Castro writes of recovery but not return to power
published: Friday | May 25, 2007


Cuba's President Fidel Castro writes while lying in bed in Havana in this August 13, 2006 file photo. Castro, in his first statement on his health crisis in almost 10 months, said on May 23 he was eating enough to recover from several intestinal operations and months on an I/V. - Reuters

HAVANA (Reuters):

Cuban leader Fidel Castro says he is recovering from several intestinal operations that had him on a drip for months, but has given no sign he plans to resume power.

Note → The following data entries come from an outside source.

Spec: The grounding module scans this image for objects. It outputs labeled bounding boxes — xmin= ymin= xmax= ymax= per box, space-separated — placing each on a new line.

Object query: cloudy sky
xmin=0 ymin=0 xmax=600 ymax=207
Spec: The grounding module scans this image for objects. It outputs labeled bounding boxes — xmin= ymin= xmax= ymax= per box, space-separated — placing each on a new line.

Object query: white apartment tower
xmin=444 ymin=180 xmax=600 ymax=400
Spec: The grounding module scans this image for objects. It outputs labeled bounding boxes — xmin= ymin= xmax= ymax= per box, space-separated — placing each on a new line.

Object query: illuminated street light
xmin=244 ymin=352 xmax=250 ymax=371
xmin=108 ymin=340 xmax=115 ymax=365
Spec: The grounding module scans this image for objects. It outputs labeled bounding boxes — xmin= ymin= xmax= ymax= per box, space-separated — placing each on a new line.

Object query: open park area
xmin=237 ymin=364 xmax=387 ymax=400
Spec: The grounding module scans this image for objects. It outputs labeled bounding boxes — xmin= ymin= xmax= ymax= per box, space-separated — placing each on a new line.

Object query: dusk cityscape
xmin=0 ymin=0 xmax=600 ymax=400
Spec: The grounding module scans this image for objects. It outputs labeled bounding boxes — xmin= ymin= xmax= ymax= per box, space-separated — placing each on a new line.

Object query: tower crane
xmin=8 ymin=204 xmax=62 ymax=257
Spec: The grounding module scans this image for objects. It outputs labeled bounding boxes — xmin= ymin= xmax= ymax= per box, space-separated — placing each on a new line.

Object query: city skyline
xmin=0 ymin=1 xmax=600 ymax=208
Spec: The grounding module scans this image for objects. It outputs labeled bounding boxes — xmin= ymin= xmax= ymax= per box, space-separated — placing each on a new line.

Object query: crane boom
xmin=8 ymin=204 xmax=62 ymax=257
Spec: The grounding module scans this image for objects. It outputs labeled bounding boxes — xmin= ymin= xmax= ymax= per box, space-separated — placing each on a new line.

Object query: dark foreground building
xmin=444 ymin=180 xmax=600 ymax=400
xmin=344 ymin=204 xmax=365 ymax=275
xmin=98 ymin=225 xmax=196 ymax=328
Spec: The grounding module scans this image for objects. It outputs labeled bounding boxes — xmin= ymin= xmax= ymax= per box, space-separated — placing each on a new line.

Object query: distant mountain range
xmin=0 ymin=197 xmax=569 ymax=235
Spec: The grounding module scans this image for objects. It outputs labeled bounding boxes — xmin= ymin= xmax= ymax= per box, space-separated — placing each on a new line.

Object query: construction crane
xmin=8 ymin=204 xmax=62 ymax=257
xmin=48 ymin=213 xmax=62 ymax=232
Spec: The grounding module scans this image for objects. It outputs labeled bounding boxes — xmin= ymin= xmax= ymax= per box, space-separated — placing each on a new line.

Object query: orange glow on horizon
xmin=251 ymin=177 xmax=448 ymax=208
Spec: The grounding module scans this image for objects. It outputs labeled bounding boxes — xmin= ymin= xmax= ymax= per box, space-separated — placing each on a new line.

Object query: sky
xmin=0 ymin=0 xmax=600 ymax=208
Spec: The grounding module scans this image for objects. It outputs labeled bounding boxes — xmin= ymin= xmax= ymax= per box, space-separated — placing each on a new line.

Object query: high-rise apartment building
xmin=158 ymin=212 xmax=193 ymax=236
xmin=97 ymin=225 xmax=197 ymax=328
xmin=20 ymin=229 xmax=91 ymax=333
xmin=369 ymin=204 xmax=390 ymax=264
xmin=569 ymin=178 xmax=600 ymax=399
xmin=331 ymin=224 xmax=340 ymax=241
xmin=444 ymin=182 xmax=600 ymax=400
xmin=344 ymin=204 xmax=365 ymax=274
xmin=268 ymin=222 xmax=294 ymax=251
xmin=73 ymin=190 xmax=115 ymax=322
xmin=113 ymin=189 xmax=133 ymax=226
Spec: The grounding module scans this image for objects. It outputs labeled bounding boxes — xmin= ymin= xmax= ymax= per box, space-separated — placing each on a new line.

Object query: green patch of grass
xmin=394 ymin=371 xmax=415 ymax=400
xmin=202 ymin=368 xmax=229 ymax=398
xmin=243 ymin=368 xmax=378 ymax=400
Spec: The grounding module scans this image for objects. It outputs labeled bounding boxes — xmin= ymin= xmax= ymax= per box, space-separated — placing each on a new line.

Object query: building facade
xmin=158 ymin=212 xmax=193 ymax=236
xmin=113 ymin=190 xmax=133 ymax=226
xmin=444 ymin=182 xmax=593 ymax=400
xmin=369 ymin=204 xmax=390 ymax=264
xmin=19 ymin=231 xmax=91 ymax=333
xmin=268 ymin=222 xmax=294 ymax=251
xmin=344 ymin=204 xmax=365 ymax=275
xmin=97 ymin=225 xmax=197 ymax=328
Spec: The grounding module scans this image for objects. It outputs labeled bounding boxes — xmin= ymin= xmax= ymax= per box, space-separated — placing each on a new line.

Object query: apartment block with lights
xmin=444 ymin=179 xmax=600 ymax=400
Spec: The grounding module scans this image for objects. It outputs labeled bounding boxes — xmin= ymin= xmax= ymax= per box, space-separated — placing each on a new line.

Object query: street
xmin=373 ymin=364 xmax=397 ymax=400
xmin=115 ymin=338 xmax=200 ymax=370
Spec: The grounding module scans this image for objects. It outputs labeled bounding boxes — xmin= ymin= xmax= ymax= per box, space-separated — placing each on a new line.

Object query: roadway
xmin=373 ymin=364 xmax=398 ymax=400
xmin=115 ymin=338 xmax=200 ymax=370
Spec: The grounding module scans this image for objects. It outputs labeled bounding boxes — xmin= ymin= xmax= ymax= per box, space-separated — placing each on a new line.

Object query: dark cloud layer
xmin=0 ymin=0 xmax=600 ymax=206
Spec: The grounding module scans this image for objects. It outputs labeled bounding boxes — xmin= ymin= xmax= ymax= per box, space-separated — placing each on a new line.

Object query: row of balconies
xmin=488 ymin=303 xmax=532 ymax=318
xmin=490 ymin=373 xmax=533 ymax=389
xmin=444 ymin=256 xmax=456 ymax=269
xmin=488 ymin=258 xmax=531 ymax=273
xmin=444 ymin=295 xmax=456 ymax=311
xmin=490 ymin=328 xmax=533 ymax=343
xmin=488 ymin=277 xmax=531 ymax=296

Ten monthsafter Castro last appeared in public even his closest aides are no longer venturing predictions on when he will be back to lead the Western hemisphere's only Communist nation.

"For now I do what I must do, mainly think and write about matters I believe are important," Castro, 80, wrote in his latest column, published on Thursday by the government newspaper Granma. The article was released to reporters on Wednesday evening.

Castro has not appeared in public since emergency surgery for intestinal bleeding forced him to cede power temporarily on July 31 last year to his brother and Defense Minister Raul Castro, for the first time since his 1959 revolution.

During his long absence, the government has issued photos and video of the ailing Castro and in recent months, he has reasserted himself through a series of newspaper columns.

Rehabilitation exercises

In Thursday's piece, his 11th since March, Castro said he was spending his time reading and writing, receiving information, talking to his aides by telephone and doing rehabilitation exercises.

In his most detailed account of his health crisis, Castro said his initial surgery was not successful and he had to spend "many months" being fed intravenously, which prolonged his recovery.

He said he was now eating solid food and had regained weight to a stable 176 pounds (80 kg).

Details of Castro's illness have been a closely guarded state secret. Officials in the U.S. government, which has tried to oust him for decades, suspected last year that he had terminal cancer.

But a Spanish newspaper, El Pais, reported in January that Castro had botched surgery for diverticulitis, or inflamed bulging of the large intestine, that was complicated by serious infection and needed three operations, including a colostomy.